= De Forenede Kulimportører =

Danish company

De Forenede kulimportører (literally "United Coal Importers"), often shortened D. F. K., was an importer of coal, coke and cinders. established in 1907 in Copenhagen, Denmark. The company operated its own shipping company as under the name D/S De Forenede Kulimportører from 1924. The company is now operated as a property company under the name Ejendomsselskabet D.F.K. A/S. The company has since 1979 been the owner of Krabbesholm Manor at Roskilde.

==History==
De Forenede kulimportører was established in 1907 through a merger of kulfirma Flindt, Drost & Co. (founded in 1881) and Wm. Callesen. The company operated two coal depots in Copenhagen, one in Gasværkshavnen at Langebro and one in Kalkbrænderihavnen in Østerbro with five electric cranes and t10 silos for coal, coke and cinders. The company was initially based in the Industry Building but relocated to new premises at Jolmens Kanal 5 in 1922. V. Steen-Christensen was managing director of the companying 1950.

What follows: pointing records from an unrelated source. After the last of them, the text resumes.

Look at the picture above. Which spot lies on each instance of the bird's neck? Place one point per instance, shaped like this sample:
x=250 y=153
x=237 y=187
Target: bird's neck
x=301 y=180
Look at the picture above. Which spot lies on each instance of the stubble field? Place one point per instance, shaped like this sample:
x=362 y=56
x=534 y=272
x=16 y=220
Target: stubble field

===D/S De Forenede Kulimportører===
In 1924, D. F. K. established the shipping company D/S De Forenede Kulimportører A/S as in independent subsidiary. The fleet initially consisted of eight vessels (c. 24.000 tons d. w.). S/SVictoria sank after a collision in 1937 and S/S Scotia, S/S England and S/S Vendia were lost during the second World War. In 1950, it operated the vessels S/S Concordia (4,100 tons d. w.), S/S Dania (3,850 tons d. w.), S/S Cimbria (3.550 tons d. w.), S/S Hafnia (3,050 tons d. w.) and S/S Scandia (2,450 tons d. w.). In 1972 the company was converted into a limited company (aktieselskab) under the name A/S Dampskibsselskabet D.F.K.

==Today==
The earlier activities of the company was discontinued in 1979 and it was then converted into a property company under the name. It is based in Hørsholm. It has since 1979 been the owner of Krabbesholm Manor at Roskilde.